Walking into the atrium of AAC, the upbeat classic rock playing over the speakers didn’t fit the feel of the room. Reporters hunched over their laptops and others stood talking to each other in hushed voices by the walls. After a brief delay, Anne Milgram and Cynthia Marshall walked out to the podium to speak.
Anne Milgram was the Attorney General of New Jersey before her current role as Special Counsel at Lowenstein Sandler LLP and professor of practice at NYU’s School of Law. She was one of two lead investigators looking into the Mavericks’ toxic workplace culture allegations.
Findings from the report
In her comments, Milgram illustrated the depth of depravity manifested in the Mavericks business practices for 20 plus years. This systemic issue wasn’t caused solely by the three problematic individuals; it severely escalated when so many in power either refused to believe the victims or actively worked to protect the abusers.
“They were three bad actors, but it was more than that,” Milgram said. “It’s important to understand how this was handled.”
In the investigation, Milgram and the other investigator, Evan Krutoy, found that Mark Cuban had no knowledge of the wrongdoings of Terdema Ussery. Somewhat unbelievably, no official complaints existed in Ussery’s human resources file.

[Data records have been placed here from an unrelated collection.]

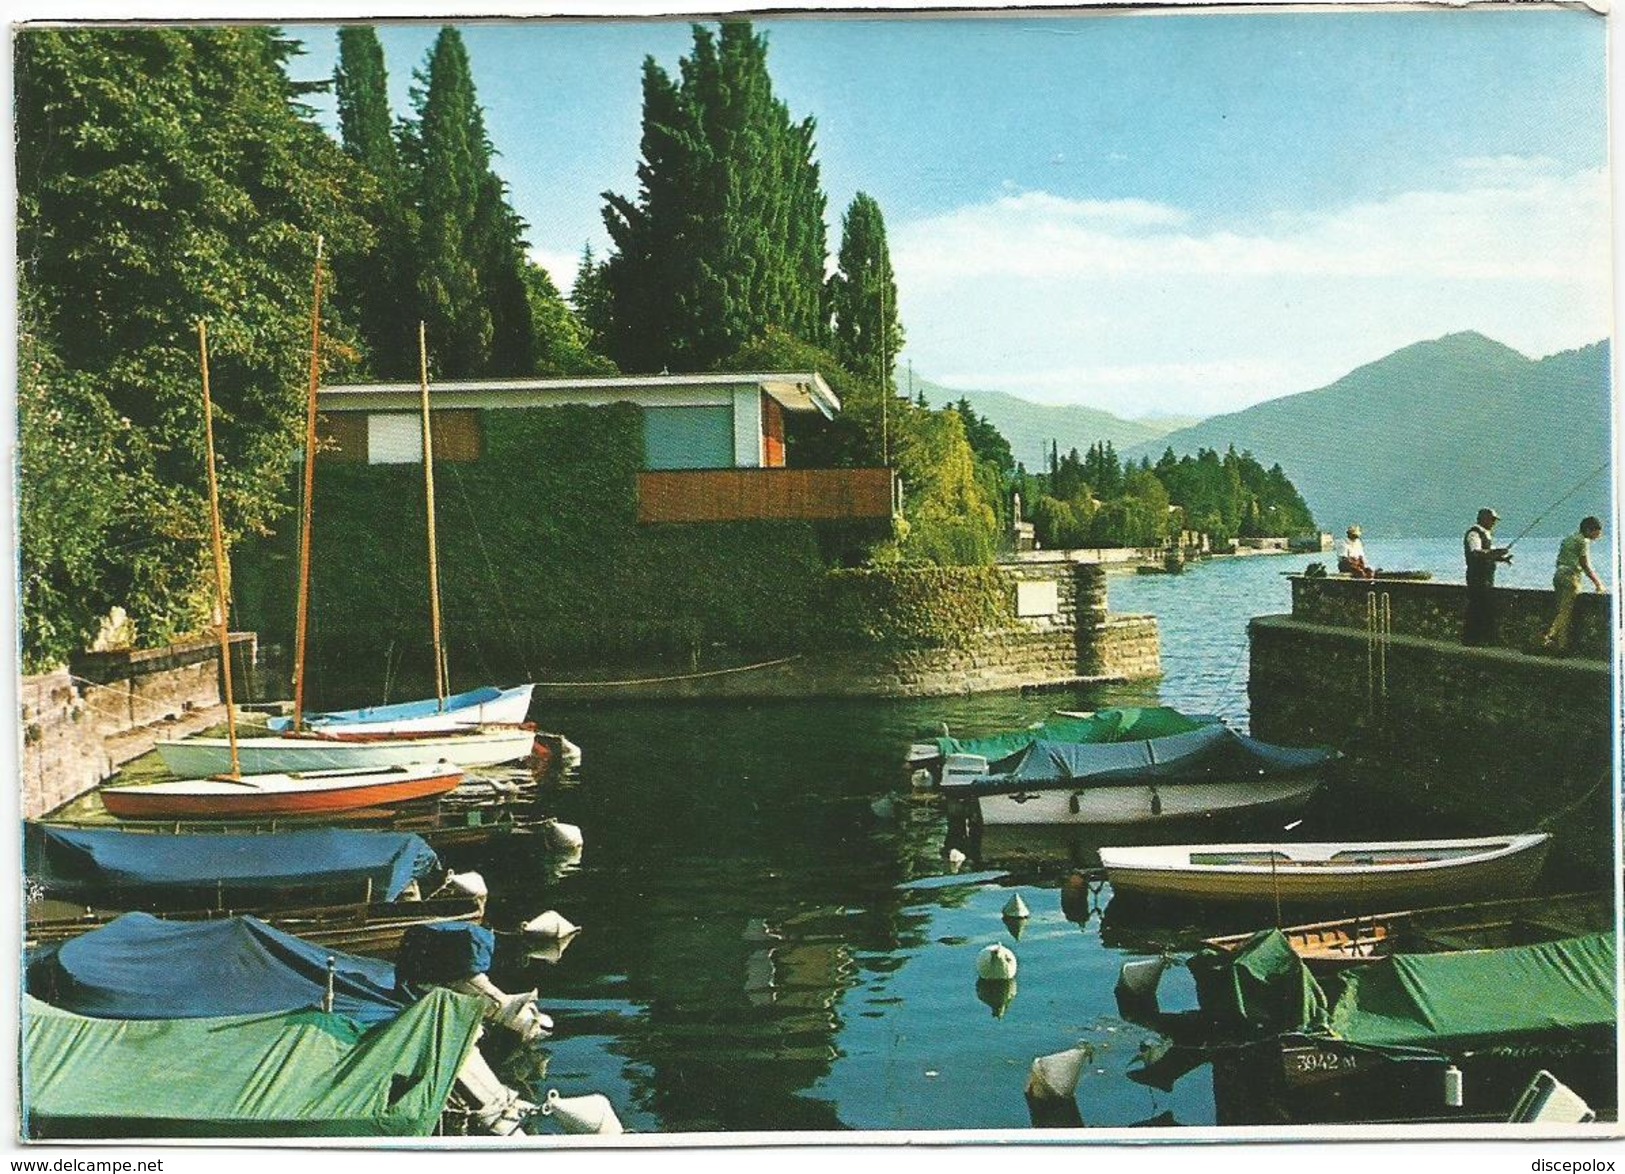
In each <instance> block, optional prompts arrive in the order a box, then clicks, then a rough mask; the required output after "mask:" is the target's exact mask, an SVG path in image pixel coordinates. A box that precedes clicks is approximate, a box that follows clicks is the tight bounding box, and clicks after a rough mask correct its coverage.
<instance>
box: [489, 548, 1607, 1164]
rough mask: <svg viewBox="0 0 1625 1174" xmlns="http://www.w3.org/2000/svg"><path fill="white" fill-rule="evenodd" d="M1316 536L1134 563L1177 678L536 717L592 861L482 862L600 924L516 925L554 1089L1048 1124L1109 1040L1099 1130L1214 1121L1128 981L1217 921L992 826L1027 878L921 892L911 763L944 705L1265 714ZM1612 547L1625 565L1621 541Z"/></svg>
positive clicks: (1090, 1094) (946, 706) (1382, 548)
mask: <svg viewBox="0 0 1625 1174" xmlns="http://www.w3.org/2000/svg"><path fill="white" fill-rule="evenodd" d="M1370 546H1371V554H1373V561H1376V563H1380V564H1383V566H1389V567H1401V566H1402V567H1407V569H1430V571H1435V574H1436V576H1438V577H1440V579H1456V580H1459V561H1461V553H1459V545H1458V541H1454V540H1453V541H1436V543H1425V541H1417V543H1378V541H1376V540H1375V538H1373V540H1370ZM1555 546H1557V543H1555V540H1549V541H1536V540H1526V541H1524V543H1521V545H1519V548H1518V554H1519V556H1518V559H1516V563H1514V564H1513V566H1511V567H1508V571H1506V572H1503V574H1501V582H1506V584H1511V585H1544V584H1545V582H1547V580H1549V576H1550V567H1552V558H1553V553H1555ZM1311 558H1315V556H1302V554H1293V556H1279V558H1274V556H1261V558H1246V559H1222V561H1212V563H1207V564H1202V566H1198V567H1194V569H1191V571H1189V572H1188V574H1183V576H1133V574H1128V576H1113V577H1111V579H1110V600H1111V610H1113V611H1123V613H1129V611H1149V613H1155V615H1157V618H1159V621H1160V629H1162V657H1163V670H1165V680H1162V681H1160V683H1154V685H1146V686H1137V688H1115V689H1087V691H1077V693H1061V694H1056V693H1050V694H1038V696H1019V694H993V696H977V698H946V699H926V701H897V702H886V701H863V702H772V704H765V702H764V704H751V706H741V704H658V706H650V704H591V706H588V704H580V706H548V707H546V709H544V711H541V712H536V714H533V717H536V719H538V720H539V722H541V724H543V725H544V727H549V728H557V730H562V732H565V733H567V735H569V737H570V738H572V740H575V741H577V743H580V746H582V748H583V751H585V763H583V767H582V771H580V777H578V780H574V782H567V784H562V785H559V787H557V790H556V792H552V795H551V797H549V802H551V805H552V807H554V810H556V811H557V815H559V816H561V818H562V820H565V821H569V823H575V824H578V826H580V828H582V829H583V833H585V836H587V849H585V855H583V859H582V862H580V863H578V865H577V867H574V868H570V870H565V872H564V873H562V875H557V870H554V868H551V867H549V863H548V860H546V859H544V855H541V854H538V852H536V849H535V847H533V846H530V844H528V842H512V844H502V846H494V847H491V849H486V850H484V854H483V855H479V857H478V859H460V860H458V862H460V863H474V865H478V867H479V868H483V870H484V872H486V875H487V880H489V881H491V886H492V893H494V894H492V924H494V925H497V927H499V928H504V927H512V925H517V924H518V922H520V920H523V919H525V917H528V915H533V914H536V912H539V911H543V909H549V907H554V909H559V911H561V912H562V914H564V915H565V917H569V919H570V920H572V922H575V924H578V925H582V927H583V928H582V933H580V935H578V937H577V938H575V940H574V941H572V943H570V945H569V948H567V950H565V951H564V954H562V958H561V959H559V961H557V963H543V961H520V959H518V954H517V951H513V953H509V951H507V950H509V946H512V945H513V940H512V938H507V940H505V941H504V953H502V954H500V956H499V972H497V976H496V977H497V979H499V982H500V984H502V985H504V987H507V989H510V990H513V989H526V987H530V985H539V989H541V998H543V1005H544V1007H546V1010H548V1011H549V1013H551V1015H552V1016H554V1018H556V1020H557V1034H556V1037H554V1039H552V1041H549V1044H548V1049H546V1050H548V1054H549V1072H548V1073H546V1080H539V1078H538V1080H536V1091H543V1089H544V1088H557V1089H561V1093H564V1094H567V1096H569V1094H575V1093H588V1091H596V1093H603V1094H606V1096H608V1098H609V1099H611V1102H613V1104H614V1107H616V1112H617V1114H619V1117H621V1120H622V1122H624V1124H626V1125H627V1127H629V1128H635V1130H642V1132H655V1130H660V1132H666V1130H705V1132H710V1130H752V1132H759V1130H848V1128H856V1130H1019V1128H1025V1127H1029V1124H1030V1119H1029V1111H1027V1104H1025V1101H1024V1096H1022V1088H1024V1083H1025V1078H1027V1070H1029V1065H1030V1063H1032V1059H1033V1057H1037V1055H1043V1054H1048V1052H1056V1050H1061V1049H1066V1047H1071V1046H1074V1044H1084V1046H1087V1047H1089V1049H1092V1052H1094V1060H1092V1063H1090V1065H1089V1067H1087V1068H1085V1073H1084V1078H1082V1081H1081V1085H1079V1089H1077V1104H1079V1109H1081V1114H1082V1119H1084V1122H1085V1124H1087V1125H1092V1127H1118V1128H1121V1127H1133V1125H1141V1124H1157V1125H1170V1124H1178V1125H1211V1124H1215V1115H1214V1114H1215V1111H1214V1098H1212V1086H1211V1075H1209V1068H1199V1070H1198V1072H1194V1073H1191V1075H1188V1076H1185V1078H1183V1080H1180V1081H1178V1083H1176V1085H1175V1088H1173V1091H1172V1093H1160V1091H1154V1089H1150V1088H1146V1086H1141V1085H1137V1083H1134V1081H1131V1080H1128V1076H1126V1073H1128V1072H1129V1068H1131V1067H1134V1060H1136V1055H1137V1052H1139V1049H1141V1046H1142V1042H1146V1041H1149V1039H1152V1033H1149V1031H1146V1029H1142V1028H1136V1026H1133V1024H1129V1023H1124V1021H1123V1020H1120V1018H1118V1013H1116V1007H1115V1000H1113V995H1111V987H1113V984H1115V981H1116V974H1118V967H1120V966H1121V963H1123V961H1124V959H1126V958H1129V956H1133V953H1134V951H1147V950H1150V951H1154V950H1155V948H1157V946H1159V945H1160V943H1163V941H1167V943H1172V945H1188V943H1189V941H1191V940H1193V938H1194V937H1199V935H1201V932H1204V930H1209V932H1211V930H1212V928H1219V927H1207V925H1199V924H1191V925H1185V927H1176V928H1173V930H1165V932H1155V930H1134V928H1133V927H1128V928H1123V927H1118V925H1115V920H1113V915H1111V914H1105V915H1102V911H1105V909H1107V907H1108V902H1110V889H1100V891H1097V893H1094V894H1090V893H1087V891H1085V893H1084V894H1082V899H1081V901H1071V902H1068V907H1066V909H1063V902H1061V885H1063V880H1064V878H1066V876H1068V875H1069V872H1071V865H1072V862H1074V859H1076V852H1077V849H1076V846H1058V847H1055V849H1053V850H1051V849H1050V847H1048V846H1042V844H1029V842H1017V844H1006V846H1003V847H1001V846H990V844H986V842H983V844H981V859H978V860H972V862H968V863H967V865H965V868H967V870H968V868H1001V870H1009V876H1006V878H1004V880H1001V881H996V883H983V885H952V886H946V888H931V886H929V885H926V886H912V883H916V881H921V880H926V878H933V876H941V875H942V873H946V872H947V865H946V863H944V844H946V837H947V823H946V818H944V813H942V811H941V808H939V807H938V805H936V803H931V802H928V800H923V798H918V797H912V795H910V789H908V780H907V777H905V772H903V769H902V766H900V759H902V754H903V750H905V746H907V743H908V741H910V740H912V738H913V737H915V735H916V733H929V732H933V730H936V728H938V727H939V724H942V722H947V725H949V727H951V728H952V730H954V732H955V733H967V735H968V733H977V732H985V730H990V728H996V727H1007V725H1016V724H1025V722H1030V720H1035V719H1038V717H1042V715H1045V714H1046V712H1050V711H1053V709H1058V707H1100V706H1107V704H1124V702H1155V701H1159V699H1160V701H1163V702H1167V704H1173V706H1178V707H1181V709H1186V711H1196V712H1217V714H1222V715H1225V717H1227V719H1230V720H1232V722H1233V724H1237V725H1243V727H1245V722H1246V621H1248V618H1250V616H1253V615H1266V613H1282V611H1287V610H1289V587H1287V580H1285V579H1284V572H1287V571H1298V569H1302V567H1303V564H1305V563H1306V561H1311ZM1597 561H1599V566H1602V567H1609V566H1610V559H1609V558H1605V556H1604V551H1599V559H1597ZM1602 574H1604V577H1605V579H1609V580H1612V574H1610V571H1609V569H1604V572H1602ZM1610 585H1612V582H1610ZM876 805H879V808H881V810H876ZM1368 816H1370V818H1368ZM1316 818H1321V820H1324V821H1326V826H1328V828H1329V829H1332V831H1331V834H1332V836H1342V837H1345V836H1347V834H1350V833H1354V831H1355V829H1357V826H1358V823H1360V821H1362V820H1367V823H1368V824H1370V831H1376V829H1378V821H1376V820H1375V816H1371V813H1362V811H1352V813H1350V811H1336V813H1326V811H1319V813H1316V811H1313V810H1311V815H1310V820H1311V821H1315V820H1316ZM1404 820H1406V815H1404V813H1402V811H1397V813H1396V811H1384V813H1383V823H1381V828H1383V829H1401V831H1402V829H1406V828H1404ZM1409 831H1410V833H1412V834H1420V833H1427V831H1435V833H1438V831H1440V829H1432V828H1410V829H1409ZM1012 893H1020V894H1022V896H1024V899H1025V902H1027V906H1029V907H1030V909H1032V917H1030V920H1029V922H1027V924H1025V927H1024V930H1022V932H1020V937H1019V940H1017V938H1016V937H1014V935H1012V933H1011V930H1009V928H1007V927H1006V924H1004V922H1003V919H1001V915H999V912H1001V909H1003V906H1004V904H1006V901H1007V899H1009V898H1011V894H1012ZM1235 928H1241V927H1235ZM993 941H1003V943H1006V945H1009V946H1011V948H1014V951H1016V954H1017V958H1019V966H1020V969H1019V974H1017V981H1016V990H1014V998H1011V1000H1009V1002H1007V1005H1003V1007H991V1005H988V1003H986V1002H983V998H981V997H980V995H978V987H977V982H975V956H977V953H978V951H981V950H983V948H985V946H986V945H988V943H993ZM1181 976H1183V971H1175V972H1170V981H1172V982H1173V985H1175V990H1173V992H1172V1000H1168V998H1165V1007H1168V1005H1170V1002H1172V1005H1173V1007H1175V1008H1178V1007H1181V1000H1186V1002H1185V1003H1183V1005H1188V1000H1189V992H1188V990H1181V989H1180V987H1178V982H1176V979H1178V977H1181ZM1186 982H1188V979H1186Z"/></svg>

Most of Cuban’s involvement on the business side of the organization was through email; he rarely came into the business office. Former HR director Buddy Pittman, however, did heavily influence the toxic culture pervasive in the Mavs organization.
The report cited a deep distrust of Pittman by Mavericks employees. One instance occurred where Pittman directed one of Ussery’s victims not to speak up and did the same to another employee.
One quote in the findings, about Chris Hyde, stood out from the rest. Dallas brought Hyde on in May 2000 as a full-time Account Executive in the ticket sales department before firing him 14 years later:
Two ticket sales employees — one female and one male — stated that in the spring of 2009, while in a conversation about a recent mass shooting, Hyde told them that if he were ever going to “take someone out,” the female employee would be first, the male employee would be second, and then he would move on to other departments. Both employees told the Investigative Team that they interpreted Hyde’s remarks as a threat to bring a gun into the office and shoot them. The threat so concerned the female employee that she told her family that if anything bad happened to her, they should consider Hyde a suspect.
Abusers moved past unwanted sexual comments to straight up threats of murder because nothing was done.
Milgram said most of these serial harassers started their behavior from day one. In fact, they went unchecked from the start so why would they stop if even the CEO was engaging in predatory behavior?
All 46 pages of the report are posted here if you’re interested in the specifics of the findings. I recommend reading it to shed more light on what exactly happened.
Recommendations from the report
After their findings were concluded, the investigators made 13 recommendations. I’ll just hit the high points.
- One of the first things their team did was use Milgram’s experience with big data to get a snapshot of the organization. They looked at how many women and people of color worked on the business side, their salaries, and to see if they were turned down for promotions and their level of pay.
- At the beginning the Mavs had very few records and the ones they had were mostly just paper copies. Dallas has made significant improvements to their records since the investigation began.
- The second main theme of the recommendations was to improve the way for employees to report misconduct and make the process less formal. A 24/7 hotline to report harassment is now available for Mavericks employees.
- Anonymous survey will be held regularly to keep checks on those in positions of power so another Ussery situation never happens again. The Human Resources department will expand and lay out clear lines of decision making as well as prompt and consistent discipline.
- Lastly, the investigation recommended hiring more women and people of color as supervisors and employees in general. Milgram and Krutoy have found no solution to fixing a culture like the Mavericks have more effective than simply hiring a more diverse workforce.
Bringing it all together
At the conclusion of her remarks, Milgram noted that it is common practice for companies to make a few or none of the changes recommended by investigative teams. The Mavericks made all of the recommended changes and cooperated absolutely with Milgram and Krutoy.
Dallas Mavericks CEO Cynthia Marshall closed the press conference by talking about the changes she hoped to make as CEO and how she wanted the organization to set an example to others. Mavs employees at the VP level and above are now 47 percent women and 33 percent people of color.
“We get to define what diversity and inclusion in sports looks like with the Dallas Mavericks,” Marshall said. “We get to show women that you can have a career in sports.”
This team talked a big game about doing what’s needed to change a toxic culture of 20 years as fast as possible. Though the early signs point to good progress, the Mavericks still have a long road to haul to set the example they want to set for the entire NBA.